Frage an Elisabeth Winkelmeier-Becker von Bernd E. bezüglich Gesellschaftspolitik, soziale Gruppen
Sehr geerhte Frau Dr. Winkelmeier-Becker,
mehr eine Bitte aber auch eine Frage. Als meine Bundestagsabgeordnete möchte ich Sie auf ein dringendes Problem hinweisen und Sie bitten, in meinem Namen tätig zu werden.
Konkret geht es um die neue EU-Urheberrechtsrichtlinie und im speziellen um den Artikel 13.

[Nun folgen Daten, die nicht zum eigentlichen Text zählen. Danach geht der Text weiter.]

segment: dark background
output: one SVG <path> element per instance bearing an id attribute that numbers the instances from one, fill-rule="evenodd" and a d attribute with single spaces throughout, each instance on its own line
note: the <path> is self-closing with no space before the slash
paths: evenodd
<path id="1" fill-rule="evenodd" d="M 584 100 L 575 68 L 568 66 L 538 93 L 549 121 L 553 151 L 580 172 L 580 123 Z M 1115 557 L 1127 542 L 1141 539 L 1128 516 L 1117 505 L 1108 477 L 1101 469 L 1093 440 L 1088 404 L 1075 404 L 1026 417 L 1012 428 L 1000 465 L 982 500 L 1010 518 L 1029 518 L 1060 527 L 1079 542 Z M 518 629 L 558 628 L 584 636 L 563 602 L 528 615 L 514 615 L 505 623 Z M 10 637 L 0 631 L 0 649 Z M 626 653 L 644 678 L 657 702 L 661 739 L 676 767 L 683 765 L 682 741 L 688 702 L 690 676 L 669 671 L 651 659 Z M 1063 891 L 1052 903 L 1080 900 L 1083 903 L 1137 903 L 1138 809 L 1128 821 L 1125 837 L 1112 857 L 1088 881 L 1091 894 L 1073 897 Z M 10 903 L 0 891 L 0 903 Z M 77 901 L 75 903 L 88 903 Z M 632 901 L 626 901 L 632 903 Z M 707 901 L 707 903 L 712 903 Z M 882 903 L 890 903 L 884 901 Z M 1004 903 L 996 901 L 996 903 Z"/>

Kurz gefasst werden hier – in Verschärfung der bisherigen Vorgaben, nach denen Forenbetreiber urheberrechtlich geschütztes Material innerhalb von 24 Stunden nach Kenntnis löschen müssen, bereits der Upload unter Strafe gestellt.
Im Rahmen dieser – sicherlich gut gemeinten – Richtlinie wird leider übersehen, dass eine Vielzahl an nichtgewerblichen bzw. nicht auf Gewinn ausgelegten Foren und Websites (meist zur Hilfe und Selbsthilfe zu unterschiedlichsten Themen) die neue Verordnung nicht umsetzten werden können.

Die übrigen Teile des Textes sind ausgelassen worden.